Writing it out, that has been my way of organizing my thoughts. I have been doing that for over a decade now. I have been writing for magazines, newspapers, websites and blogs, until recently, when I abruptly stopped. My primary objective has always been to make sense of my life and help people in making sense of their lives. It was not just writing. I have been delivering lectures, teaching books, making videos, developing software, compiling poems, debating, counselling, writing emails etc. I was deeply involved and ecstatic.
At the back end of this enormous output was a very immersive effort. I was deep diving into books, listening to lectures, attending seminars, watching documentaries, contemplating and praying. I have been sincere. Although, I have been very equivocal of what I believed to be right, I have always been critical of my own views. I have retracted several times. I have never been shy of saying ‘I was wrong’. And yet again I want to do the same: ‘I was wrong’. You might have applauded the spirit in my writing, the choice of my words, the clarity of my argument, but many a times ‘I was wrong’. You might have distributed it further, you might have given me a prize for it but many a times ‘I was wrong’. Hence, I save myself the pain of revisiting what I’ve said on any digital or non-digital forum and writing individual retractions to them, I am making do with this one grand retraction.
“There’s more to life than happiness”; for those born in religious societies, this very basic lesson is being taught from early childhood. Unfortunately, this message is appended with a very narrow understanding of what is ‘more’ to life than happiness. A very confined, restricted and unamendable understanding of salvation is indoctrinated into kids from early childhood. Along-side, a very static and stringent moral code is also injected. Critical questioning is given a death blow by discouraging, and stigmatizing it. To question the ‘ultimate truths’ is presented as one humungous sin. So, I religiously adopted the scheme of salvation that was injected into me paternally, socially and culturally, without any need to critically look beyond what is being indoctrinated. I was a blind follower. I subscribed to the long list of ‘moral laws’ presented to me by ‘arguments of authority’.
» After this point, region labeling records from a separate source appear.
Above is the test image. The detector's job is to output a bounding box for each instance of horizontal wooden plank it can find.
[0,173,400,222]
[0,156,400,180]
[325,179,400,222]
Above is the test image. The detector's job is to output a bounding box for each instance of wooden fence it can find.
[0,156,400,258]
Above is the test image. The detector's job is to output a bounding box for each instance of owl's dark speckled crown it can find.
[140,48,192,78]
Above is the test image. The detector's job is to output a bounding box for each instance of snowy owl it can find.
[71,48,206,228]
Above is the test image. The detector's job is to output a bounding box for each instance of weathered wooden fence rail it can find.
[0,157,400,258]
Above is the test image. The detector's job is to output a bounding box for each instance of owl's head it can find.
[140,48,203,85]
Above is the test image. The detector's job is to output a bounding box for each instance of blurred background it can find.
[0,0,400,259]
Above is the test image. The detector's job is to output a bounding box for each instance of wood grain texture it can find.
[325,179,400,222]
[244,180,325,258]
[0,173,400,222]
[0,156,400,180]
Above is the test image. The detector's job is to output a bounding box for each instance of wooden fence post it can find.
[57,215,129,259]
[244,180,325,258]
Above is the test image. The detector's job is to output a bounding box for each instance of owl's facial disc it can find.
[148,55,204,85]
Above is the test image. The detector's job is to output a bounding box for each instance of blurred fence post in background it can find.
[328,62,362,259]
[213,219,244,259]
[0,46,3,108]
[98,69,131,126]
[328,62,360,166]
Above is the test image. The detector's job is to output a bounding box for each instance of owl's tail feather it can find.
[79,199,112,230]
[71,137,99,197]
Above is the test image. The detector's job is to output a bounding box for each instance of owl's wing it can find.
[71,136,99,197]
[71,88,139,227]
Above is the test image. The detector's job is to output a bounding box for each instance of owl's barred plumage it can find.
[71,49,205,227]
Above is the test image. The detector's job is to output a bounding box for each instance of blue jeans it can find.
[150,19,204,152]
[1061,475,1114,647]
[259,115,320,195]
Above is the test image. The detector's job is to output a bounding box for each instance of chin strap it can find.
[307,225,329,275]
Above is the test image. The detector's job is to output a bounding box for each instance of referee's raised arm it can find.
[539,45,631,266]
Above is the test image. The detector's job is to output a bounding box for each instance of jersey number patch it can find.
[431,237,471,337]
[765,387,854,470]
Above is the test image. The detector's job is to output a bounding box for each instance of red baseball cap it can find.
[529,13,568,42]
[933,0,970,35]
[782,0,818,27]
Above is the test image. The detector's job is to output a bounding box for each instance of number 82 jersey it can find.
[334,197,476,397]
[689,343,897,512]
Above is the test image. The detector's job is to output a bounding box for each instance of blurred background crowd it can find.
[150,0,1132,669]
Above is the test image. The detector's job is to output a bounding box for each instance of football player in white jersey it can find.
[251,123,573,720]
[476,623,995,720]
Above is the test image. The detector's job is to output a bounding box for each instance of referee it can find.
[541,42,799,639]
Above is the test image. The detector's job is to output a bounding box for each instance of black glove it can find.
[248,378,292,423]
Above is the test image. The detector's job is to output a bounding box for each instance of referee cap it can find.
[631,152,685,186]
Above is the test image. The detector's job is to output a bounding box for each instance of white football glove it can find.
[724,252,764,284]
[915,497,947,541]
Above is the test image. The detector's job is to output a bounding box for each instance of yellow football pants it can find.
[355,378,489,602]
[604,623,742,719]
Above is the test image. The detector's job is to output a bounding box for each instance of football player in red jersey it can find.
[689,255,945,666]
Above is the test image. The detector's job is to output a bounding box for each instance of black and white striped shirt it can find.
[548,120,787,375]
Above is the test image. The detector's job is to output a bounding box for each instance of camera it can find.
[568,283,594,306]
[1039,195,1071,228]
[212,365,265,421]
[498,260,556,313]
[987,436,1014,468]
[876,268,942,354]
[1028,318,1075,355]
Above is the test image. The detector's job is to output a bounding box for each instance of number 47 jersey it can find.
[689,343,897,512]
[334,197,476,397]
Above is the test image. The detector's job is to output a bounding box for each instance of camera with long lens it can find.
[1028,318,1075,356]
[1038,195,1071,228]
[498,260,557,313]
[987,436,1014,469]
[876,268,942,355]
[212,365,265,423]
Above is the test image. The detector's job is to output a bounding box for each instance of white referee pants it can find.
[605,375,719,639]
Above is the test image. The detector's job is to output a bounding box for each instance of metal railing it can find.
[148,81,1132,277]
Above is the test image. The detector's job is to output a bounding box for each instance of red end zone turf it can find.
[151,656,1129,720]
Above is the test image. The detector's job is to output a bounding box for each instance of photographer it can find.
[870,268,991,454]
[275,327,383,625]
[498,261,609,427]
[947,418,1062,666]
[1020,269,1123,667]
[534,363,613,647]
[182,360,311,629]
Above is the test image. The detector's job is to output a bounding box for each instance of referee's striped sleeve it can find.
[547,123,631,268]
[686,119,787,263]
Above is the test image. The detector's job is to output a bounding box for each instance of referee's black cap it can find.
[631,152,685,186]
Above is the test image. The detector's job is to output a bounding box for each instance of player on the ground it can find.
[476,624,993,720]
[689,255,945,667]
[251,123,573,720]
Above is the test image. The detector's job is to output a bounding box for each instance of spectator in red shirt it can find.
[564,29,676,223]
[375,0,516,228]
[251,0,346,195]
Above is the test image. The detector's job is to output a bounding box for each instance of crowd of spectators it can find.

Then I started challenging what was told to me as ‘ultimate truth’. I realized there are hundreds of versions of ‘truth’ being broadcasted out there with the same amplitude and I could not gulp the fact that I was ‘born lucky’ on the one true path. Then it was a long struggle to find out which version of truth was right. I accepted, tried and rejected several versions of truth. But, I never was able to fully break out of the ‘filter bubbles’. I was ever-changing, but always in quest for a long list of ‘ultimate truths’. With every version of truth that I accepted I was always convinced that I had hit the jackpot of true path to salvation.
I have been precariously zealous; always eager to get the message across and convey what I thought to be right. And after every intellectual jump I was struck by grave regret on what I had been transmitting with so much passion. And when the same thing happened over and over again, I was forced to take a step backward and contemplate. I realized there was something fundamentally wrong with my approach. It was far too narrow. I was looking for a truth that was absolute, static and fully-told. What if truth had never been fully told? What if there were versions and facets of truth still to be explored? May be it’s in the very nature of reality, that it can never be fully-told.
This idea melted all my rigidity and transmuted my constricted understanding of reality. This realization led me on the most treacherous of journeys; the journey of radical doubt, maybe that’s what, makes it holy. It was no easy leap; it was a leap of faith into restlessness of reason. And I took my time to unlearn the truths that I had absorbed. I took my time to uncondition myself of cultural and social learnings and habituations. Now, that I feel free, I can truly empathize and philosophize. For me 2013 has been about these two words. And I plan to carry on this quest to submerge into versions of truth that have been already told and understand the dynamics of truth. I plan to enhance my ability to empathize with another soul, which requires enormous learning; learning of human mind, human instincts, human conditioning, human body and many more. But, before I go farther from the shore, where I fail to recognize what I was, I wanted to put out this grand retraction, so I can truly make a fresh start.
Note: A little apology to all those who have been sending me emails regarding religious OCD and other related issues. I was not able to reply, I clearly have been quite busy in my mind, as you can see. I plan to be back in February 2014 in a much more organized way.